Garrett poured himself a drink and sat down. “I hadn’t noticed.”
Jack gave a half grin. “You’ve been overwhelmed with matrimonial bliss.”
Garrett smiled. “Life could be worse than marrying a woman who makes the sun shine. When are you going to belly up to the wedding bar again?”
“No time soon. It’s gotta be the right woman this time.”
“Sometimes what you want is right in front of your face,” Garrett said.

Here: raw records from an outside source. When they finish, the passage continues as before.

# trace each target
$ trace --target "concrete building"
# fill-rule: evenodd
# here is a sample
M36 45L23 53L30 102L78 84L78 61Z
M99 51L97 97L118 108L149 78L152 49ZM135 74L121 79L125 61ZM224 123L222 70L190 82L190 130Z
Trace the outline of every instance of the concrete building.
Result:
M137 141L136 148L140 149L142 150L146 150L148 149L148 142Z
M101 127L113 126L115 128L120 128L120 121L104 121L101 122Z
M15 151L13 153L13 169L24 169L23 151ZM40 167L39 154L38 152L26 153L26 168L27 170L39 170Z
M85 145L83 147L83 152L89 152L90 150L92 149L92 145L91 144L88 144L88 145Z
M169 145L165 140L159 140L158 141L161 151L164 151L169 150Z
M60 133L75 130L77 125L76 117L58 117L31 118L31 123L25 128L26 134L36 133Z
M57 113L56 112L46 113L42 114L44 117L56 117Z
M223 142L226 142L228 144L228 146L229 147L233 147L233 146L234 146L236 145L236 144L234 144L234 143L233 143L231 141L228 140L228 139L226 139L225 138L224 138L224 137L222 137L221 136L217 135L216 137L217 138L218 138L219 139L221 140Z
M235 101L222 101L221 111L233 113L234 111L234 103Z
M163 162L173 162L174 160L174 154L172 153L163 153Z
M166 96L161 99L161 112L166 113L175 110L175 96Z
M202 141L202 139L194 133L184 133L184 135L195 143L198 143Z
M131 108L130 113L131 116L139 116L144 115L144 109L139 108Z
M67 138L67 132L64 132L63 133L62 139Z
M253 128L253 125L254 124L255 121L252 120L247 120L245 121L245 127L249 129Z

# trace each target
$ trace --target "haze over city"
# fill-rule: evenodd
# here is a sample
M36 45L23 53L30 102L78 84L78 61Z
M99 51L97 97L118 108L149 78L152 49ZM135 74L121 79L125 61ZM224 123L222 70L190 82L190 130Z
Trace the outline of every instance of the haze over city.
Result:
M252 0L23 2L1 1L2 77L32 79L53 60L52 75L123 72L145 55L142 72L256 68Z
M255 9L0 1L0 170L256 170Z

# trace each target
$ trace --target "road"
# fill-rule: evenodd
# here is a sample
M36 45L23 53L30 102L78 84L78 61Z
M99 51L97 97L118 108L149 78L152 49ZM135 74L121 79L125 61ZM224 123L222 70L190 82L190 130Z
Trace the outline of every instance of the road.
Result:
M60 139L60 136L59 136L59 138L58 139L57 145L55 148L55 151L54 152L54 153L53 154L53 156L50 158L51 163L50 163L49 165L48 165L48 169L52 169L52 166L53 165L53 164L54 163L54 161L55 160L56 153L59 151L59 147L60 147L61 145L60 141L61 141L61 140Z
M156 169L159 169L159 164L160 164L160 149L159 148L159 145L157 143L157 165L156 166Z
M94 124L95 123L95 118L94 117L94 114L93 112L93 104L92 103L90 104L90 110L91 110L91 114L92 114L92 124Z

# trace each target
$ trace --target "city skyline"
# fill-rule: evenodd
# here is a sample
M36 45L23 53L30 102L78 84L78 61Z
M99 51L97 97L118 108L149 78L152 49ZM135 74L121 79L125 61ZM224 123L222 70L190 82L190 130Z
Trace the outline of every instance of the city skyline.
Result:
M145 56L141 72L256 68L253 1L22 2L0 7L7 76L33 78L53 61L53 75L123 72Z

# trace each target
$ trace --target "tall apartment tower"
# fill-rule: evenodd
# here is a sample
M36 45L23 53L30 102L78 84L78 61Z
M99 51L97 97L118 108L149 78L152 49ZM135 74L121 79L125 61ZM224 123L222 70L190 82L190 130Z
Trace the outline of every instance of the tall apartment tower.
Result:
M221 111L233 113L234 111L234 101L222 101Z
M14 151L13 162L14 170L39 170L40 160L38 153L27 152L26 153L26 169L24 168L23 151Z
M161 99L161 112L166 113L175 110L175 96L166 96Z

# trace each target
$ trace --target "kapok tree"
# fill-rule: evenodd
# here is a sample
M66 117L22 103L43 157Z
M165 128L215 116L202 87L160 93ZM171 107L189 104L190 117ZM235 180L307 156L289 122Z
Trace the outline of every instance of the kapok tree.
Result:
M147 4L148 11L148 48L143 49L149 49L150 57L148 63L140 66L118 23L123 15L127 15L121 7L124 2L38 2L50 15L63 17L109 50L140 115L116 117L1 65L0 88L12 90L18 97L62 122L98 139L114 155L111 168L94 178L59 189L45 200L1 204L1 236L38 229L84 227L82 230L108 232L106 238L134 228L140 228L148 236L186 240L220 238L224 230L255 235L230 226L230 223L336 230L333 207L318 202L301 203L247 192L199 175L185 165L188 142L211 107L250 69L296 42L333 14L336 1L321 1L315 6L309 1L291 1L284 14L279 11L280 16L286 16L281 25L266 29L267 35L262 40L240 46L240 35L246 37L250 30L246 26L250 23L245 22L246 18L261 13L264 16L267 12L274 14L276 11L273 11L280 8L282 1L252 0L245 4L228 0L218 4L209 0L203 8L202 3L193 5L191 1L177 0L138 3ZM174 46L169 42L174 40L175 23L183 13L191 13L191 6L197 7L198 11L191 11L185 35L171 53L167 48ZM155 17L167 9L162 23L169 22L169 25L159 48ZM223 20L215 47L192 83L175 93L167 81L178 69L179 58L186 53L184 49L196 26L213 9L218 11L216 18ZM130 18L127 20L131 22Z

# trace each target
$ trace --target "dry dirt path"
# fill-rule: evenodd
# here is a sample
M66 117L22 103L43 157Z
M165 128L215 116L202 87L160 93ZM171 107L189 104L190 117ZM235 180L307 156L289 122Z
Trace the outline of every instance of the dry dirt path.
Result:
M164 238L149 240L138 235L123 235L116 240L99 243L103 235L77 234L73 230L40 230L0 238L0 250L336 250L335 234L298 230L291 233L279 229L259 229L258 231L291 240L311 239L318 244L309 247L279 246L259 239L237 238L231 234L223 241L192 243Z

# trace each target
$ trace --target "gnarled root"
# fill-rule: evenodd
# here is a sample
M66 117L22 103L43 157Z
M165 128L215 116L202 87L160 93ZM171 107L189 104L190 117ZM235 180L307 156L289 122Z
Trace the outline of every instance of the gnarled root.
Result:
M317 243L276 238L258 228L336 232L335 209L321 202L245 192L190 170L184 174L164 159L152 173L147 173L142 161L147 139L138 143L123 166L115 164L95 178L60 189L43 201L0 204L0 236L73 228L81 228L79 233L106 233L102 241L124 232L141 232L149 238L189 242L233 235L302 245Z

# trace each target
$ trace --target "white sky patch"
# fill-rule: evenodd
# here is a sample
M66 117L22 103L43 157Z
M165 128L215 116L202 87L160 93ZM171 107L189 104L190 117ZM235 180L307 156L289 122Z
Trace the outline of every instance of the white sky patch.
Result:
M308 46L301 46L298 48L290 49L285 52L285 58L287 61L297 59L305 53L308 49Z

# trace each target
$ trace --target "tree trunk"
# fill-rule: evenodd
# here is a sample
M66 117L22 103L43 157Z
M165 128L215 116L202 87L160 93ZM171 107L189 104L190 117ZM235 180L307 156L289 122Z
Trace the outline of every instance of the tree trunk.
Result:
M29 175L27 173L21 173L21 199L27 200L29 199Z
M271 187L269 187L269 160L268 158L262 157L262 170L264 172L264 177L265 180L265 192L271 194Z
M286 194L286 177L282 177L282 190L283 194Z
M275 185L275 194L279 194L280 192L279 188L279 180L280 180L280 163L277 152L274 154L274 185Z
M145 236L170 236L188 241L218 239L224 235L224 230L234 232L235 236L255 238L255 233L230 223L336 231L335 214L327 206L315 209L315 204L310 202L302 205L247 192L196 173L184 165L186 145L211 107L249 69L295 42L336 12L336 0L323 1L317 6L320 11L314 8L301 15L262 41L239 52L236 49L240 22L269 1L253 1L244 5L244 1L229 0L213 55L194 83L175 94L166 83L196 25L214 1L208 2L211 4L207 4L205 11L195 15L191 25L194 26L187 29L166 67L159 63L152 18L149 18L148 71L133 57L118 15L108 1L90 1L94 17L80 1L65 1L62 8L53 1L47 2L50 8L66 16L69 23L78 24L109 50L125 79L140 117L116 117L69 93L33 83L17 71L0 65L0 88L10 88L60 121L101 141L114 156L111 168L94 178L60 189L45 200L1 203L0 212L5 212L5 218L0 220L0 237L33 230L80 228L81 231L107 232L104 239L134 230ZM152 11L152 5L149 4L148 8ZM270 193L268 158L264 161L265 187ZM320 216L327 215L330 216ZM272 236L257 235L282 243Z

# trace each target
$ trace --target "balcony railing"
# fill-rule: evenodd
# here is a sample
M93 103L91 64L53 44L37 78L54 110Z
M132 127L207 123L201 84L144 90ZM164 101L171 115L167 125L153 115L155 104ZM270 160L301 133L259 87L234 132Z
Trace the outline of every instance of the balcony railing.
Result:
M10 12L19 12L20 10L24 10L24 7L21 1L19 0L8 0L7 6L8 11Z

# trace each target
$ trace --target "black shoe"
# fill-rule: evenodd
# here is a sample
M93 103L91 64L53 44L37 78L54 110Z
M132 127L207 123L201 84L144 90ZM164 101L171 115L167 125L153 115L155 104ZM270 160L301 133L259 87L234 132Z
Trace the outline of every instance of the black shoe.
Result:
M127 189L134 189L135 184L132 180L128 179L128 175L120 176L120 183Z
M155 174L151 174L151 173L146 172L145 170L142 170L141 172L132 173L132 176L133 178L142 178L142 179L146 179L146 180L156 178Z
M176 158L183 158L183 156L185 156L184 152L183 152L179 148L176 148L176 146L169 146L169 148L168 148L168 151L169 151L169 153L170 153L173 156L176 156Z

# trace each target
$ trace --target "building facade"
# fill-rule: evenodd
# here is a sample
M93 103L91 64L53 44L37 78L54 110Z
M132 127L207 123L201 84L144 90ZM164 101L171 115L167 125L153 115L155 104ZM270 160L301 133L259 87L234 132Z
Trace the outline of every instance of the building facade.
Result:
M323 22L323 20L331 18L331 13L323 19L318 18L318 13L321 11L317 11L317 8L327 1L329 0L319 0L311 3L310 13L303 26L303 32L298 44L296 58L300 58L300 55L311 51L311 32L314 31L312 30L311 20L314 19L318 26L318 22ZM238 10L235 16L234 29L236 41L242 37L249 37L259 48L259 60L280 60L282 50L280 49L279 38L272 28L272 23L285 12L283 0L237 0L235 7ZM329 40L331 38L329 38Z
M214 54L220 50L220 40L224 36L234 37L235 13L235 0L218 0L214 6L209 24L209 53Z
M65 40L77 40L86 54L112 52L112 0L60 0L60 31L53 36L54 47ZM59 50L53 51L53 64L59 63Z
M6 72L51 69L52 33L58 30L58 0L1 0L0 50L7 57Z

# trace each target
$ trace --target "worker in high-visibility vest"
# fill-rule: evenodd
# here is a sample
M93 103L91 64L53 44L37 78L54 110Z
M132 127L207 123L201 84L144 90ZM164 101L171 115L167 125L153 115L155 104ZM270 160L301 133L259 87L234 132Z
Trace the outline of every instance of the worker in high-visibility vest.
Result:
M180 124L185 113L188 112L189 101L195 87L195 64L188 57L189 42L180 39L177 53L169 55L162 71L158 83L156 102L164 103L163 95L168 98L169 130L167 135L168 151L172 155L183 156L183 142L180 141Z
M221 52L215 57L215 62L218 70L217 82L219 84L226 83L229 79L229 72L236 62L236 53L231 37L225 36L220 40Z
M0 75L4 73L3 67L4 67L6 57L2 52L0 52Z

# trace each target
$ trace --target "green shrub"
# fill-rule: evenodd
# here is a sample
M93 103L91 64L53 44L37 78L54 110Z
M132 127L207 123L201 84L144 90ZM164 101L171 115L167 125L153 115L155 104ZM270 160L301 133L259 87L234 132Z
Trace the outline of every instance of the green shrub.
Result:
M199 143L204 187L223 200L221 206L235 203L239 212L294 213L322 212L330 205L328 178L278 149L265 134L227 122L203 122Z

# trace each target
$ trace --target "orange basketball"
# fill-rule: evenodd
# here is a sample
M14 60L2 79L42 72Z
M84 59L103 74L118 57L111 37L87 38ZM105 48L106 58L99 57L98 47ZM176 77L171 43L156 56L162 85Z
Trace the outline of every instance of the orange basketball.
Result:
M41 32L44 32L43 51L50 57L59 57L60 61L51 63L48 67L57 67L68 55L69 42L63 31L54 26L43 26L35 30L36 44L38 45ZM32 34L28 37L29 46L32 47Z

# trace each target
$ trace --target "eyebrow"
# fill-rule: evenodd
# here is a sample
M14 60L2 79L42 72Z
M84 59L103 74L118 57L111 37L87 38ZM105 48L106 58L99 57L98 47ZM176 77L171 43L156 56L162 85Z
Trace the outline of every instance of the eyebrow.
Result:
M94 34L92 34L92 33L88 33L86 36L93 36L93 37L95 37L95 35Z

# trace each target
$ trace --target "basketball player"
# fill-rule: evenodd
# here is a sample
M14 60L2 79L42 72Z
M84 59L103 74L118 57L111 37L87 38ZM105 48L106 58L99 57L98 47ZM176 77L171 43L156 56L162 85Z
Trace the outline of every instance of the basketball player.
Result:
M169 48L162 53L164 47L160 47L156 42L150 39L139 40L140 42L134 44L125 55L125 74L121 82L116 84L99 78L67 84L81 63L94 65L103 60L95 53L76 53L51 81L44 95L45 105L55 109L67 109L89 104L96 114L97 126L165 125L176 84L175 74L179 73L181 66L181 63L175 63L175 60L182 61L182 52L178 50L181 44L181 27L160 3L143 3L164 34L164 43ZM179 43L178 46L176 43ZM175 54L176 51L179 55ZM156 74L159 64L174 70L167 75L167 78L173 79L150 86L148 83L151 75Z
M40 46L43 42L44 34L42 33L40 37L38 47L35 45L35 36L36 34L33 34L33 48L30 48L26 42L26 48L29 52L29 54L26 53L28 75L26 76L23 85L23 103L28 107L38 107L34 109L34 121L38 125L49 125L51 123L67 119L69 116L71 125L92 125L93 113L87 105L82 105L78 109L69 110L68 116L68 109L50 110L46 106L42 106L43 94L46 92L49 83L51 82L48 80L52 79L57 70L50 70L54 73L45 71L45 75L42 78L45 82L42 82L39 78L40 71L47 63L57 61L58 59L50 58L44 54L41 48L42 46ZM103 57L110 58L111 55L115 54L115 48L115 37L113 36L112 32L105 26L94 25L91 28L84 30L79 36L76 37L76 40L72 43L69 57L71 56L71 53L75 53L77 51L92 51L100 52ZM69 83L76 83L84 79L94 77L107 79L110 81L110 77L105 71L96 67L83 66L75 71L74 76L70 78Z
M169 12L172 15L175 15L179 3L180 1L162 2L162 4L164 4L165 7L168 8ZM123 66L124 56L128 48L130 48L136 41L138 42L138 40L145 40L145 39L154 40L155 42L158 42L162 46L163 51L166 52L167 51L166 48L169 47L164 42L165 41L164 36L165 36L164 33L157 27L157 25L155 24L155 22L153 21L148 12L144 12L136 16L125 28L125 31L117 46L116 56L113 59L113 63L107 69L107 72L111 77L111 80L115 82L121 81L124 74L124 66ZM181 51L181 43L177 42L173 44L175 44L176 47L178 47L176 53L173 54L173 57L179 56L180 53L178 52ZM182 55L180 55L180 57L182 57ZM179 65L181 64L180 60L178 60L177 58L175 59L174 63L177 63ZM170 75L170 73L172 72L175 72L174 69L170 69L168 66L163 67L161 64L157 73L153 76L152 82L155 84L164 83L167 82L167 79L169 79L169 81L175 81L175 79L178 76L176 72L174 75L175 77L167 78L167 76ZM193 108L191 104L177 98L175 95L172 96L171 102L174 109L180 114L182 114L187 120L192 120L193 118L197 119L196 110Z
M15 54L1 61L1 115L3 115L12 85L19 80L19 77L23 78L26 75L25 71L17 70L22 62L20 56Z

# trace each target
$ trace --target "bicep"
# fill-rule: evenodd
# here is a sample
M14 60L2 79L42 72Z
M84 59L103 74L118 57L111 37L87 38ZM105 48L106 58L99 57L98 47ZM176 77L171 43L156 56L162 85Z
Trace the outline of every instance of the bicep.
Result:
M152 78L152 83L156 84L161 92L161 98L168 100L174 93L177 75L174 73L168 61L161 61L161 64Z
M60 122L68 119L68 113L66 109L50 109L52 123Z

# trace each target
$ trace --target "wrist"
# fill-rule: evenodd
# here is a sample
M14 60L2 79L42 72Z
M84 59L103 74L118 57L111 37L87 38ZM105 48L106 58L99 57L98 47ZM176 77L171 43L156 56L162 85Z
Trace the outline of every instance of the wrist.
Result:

Jack’s mind drifted to Amanda, and he immediately dismissed the thought. She was part of the reason for his rough day. Although his new assistant was competent, she didn’t anticipate his needs the way Amanda had. He’d never realized how easy she’d made his professional day. She knew his schedule like the back of her hand, understood his method of operation and did a thousand little things that made him comfortable. And damn if he didn’t miss her.